L'uomo è atterrato all'aeroporto della capitale russa. Ad attenderlo, il legale dell'ex dipendente della Cia

Lon Snowden, il padre dell’ex tecnico informatico della Cia le cui rivelazioni sono state all’origine dello scandalo Datagate, è atterrato a Mosca nella mattina del 10 ottobre 2013. Accolto all’aeroporto Sheremetevo dal legale del figlio, Anatolij Kucherena, l’uomo ha fatto sapere di aver ottenuto un visto a ingresso multiplo dalla Russia e di avere in programma di recarsi più volte nel Paese. Ha dichiarato inoltre di non avere alcuna informazione riguardo ai progetti futuri del figlio.

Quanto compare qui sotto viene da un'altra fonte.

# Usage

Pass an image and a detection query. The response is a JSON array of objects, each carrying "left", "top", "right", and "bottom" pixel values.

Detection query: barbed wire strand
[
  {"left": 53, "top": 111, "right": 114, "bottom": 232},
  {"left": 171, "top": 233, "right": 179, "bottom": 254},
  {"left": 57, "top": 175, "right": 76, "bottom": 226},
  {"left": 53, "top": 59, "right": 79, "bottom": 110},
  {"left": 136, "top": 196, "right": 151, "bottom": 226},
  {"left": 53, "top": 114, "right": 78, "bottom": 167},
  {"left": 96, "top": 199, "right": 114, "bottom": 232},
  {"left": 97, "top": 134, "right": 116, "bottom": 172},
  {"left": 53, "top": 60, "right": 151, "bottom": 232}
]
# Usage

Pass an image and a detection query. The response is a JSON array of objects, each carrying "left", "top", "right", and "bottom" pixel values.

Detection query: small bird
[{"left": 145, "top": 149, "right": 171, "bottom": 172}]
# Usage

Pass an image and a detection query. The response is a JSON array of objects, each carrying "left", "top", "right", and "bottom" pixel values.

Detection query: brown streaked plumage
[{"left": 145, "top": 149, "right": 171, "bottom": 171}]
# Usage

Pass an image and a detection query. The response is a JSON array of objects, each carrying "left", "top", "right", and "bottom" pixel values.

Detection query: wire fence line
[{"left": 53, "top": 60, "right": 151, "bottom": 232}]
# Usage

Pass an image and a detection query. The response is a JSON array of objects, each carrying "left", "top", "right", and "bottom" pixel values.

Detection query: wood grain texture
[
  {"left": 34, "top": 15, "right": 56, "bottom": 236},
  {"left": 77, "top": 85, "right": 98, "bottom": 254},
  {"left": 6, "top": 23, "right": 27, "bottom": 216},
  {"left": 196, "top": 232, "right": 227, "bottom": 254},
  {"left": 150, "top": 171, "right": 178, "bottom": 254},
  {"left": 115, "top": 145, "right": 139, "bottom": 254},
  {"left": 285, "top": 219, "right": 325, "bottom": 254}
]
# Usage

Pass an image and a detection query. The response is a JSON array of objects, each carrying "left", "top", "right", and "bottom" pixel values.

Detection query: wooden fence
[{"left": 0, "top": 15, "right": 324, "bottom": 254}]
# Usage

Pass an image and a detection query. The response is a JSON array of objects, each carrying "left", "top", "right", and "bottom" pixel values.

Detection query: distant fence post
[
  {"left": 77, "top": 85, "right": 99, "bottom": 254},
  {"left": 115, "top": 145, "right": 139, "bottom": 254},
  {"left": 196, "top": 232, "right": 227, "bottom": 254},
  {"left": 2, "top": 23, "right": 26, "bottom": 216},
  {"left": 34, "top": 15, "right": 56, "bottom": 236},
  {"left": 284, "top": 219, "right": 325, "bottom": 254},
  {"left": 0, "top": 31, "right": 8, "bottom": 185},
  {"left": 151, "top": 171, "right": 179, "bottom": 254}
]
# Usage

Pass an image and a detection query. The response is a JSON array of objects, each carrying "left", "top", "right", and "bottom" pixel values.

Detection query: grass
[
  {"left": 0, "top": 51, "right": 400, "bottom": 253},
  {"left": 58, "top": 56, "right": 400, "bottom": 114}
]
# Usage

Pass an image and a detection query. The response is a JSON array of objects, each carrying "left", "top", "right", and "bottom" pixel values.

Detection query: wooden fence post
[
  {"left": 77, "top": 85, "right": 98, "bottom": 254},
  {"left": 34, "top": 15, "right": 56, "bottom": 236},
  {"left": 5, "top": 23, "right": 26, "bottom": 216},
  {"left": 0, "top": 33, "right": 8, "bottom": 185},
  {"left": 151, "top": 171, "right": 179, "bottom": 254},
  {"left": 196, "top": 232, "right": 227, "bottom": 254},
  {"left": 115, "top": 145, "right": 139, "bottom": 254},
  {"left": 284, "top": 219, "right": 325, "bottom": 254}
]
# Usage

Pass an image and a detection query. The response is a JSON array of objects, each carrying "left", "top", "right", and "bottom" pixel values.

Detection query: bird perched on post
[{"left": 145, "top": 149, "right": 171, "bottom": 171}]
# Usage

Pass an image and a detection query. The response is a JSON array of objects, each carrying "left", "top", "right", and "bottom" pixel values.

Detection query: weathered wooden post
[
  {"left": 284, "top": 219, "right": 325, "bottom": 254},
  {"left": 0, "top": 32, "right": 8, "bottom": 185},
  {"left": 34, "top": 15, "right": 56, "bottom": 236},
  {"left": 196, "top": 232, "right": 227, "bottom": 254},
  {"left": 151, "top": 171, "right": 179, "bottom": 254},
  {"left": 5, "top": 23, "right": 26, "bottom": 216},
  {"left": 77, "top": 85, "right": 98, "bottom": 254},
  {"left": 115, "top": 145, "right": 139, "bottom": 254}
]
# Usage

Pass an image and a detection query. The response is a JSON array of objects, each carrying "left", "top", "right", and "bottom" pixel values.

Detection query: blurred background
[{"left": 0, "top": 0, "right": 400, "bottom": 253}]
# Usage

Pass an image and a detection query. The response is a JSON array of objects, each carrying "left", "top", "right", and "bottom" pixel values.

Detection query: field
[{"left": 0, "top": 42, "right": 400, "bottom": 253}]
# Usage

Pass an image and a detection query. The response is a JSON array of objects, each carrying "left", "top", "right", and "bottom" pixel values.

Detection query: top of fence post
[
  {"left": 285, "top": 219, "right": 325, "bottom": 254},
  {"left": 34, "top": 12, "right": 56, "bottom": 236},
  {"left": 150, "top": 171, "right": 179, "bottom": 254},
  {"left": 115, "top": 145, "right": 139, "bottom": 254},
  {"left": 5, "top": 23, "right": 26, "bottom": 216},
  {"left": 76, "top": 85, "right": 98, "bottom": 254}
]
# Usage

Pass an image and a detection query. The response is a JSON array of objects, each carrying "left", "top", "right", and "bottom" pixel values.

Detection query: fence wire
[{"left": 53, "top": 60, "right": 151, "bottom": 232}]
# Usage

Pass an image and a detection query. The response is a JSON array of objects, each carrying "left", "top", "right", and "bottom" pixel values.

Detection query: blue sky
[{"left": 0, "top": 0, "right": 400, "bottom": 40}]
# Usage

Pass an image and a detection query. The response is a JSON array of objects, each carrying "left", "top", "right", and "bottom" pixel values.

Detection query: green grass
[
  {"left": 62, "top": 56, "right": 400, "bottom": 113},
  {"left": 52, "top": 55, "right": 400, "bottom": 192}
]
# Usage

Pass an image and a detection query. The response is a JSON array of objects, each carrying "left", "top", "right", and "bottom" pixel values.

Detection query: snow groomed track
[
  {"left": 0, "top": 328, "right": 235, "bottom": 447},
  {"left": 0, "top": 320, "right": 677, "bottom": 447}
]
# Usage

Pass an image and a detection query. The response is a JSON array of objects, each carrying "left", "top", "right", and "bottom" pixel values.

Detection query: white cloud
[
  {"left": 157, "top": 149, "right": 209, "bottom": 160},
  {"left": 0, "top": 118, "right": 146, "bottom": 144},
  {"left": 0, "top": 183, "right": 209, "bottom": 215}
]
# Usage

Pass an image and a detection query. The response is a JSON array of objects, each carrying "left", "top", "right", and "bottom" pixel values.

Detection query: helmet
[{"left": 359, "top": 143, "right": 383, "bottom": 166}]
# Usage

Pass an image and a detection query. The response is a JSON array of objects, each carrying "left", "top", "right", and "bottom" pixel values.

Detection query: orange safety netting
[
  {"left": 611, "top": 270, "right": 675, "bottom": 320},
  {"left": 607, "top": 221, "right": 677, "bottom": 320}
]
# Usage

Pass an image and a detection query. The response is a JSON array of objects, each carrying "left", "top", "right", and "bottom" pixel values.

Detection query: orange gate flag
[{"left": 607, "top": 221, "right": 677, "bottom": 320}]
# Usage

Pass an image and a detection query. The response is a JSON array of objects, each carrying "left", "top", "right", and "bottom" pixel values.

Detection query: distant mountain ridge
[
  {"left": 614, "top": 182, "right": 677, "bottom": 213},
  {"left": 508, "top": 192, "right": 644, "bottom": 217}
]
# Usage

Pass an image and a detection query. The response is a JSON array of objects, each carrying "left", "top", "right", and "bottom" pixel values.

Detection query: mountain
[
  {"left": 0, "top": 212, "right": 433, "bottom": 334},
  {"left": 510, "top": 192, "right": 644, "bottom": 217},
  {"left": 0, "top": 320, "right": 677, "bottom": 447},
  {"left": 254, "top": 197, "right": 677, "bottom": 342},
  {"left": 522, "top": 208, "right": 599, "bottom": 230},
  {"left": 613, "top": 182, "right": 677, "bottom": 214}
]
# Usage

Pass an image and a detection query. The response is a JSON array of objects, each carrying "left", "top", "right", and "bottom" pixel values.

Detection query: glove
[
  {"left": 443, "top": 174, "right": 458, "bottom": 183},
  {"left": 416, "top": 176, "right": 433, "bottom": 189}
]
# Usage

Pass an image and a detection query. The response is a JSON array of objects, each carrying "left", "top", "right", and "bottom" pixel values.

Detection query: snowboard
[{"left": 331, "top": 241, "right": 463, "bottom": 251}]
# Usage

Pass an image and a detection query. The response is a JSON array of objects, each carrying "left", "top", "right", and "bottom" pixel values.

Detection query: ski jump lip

Non è noto dove si trovi attualmente la “talpa” statunitense, ma Kucherena ha fatto sapere che il suo assistito non sta avanzando richieste d’asilo ad altri Paesi e ha ricevuto diverse offerte di lavoro. “Di proposte ne sono arrivate tante – ha detto Kucherena -. Ora il mio assistito le sta valutando. Credo che troverà un impiego, e anche ben retribuito”. Lon Snowden dovrebbe trattenersi in Russia per circa due settimane.

Dallo scoppio del caso Datagate, Lon Snowden ha più volte sostenuto, nel corso delle sue apparizioni pubbliche, la scelta del figlio di denunciare i programmi di spionaggio della Nsa, l’agenzia per la sicurezza nazionale degli Stati Uniti. Snowden senior ha anche espresso riconoscenza alla Russia per aver concesso l’asilo temporaneo, lo scorso 1° agosto 2013, al figlio, di cui gli Usa avevano invano chiesto l’estradizione per settimane.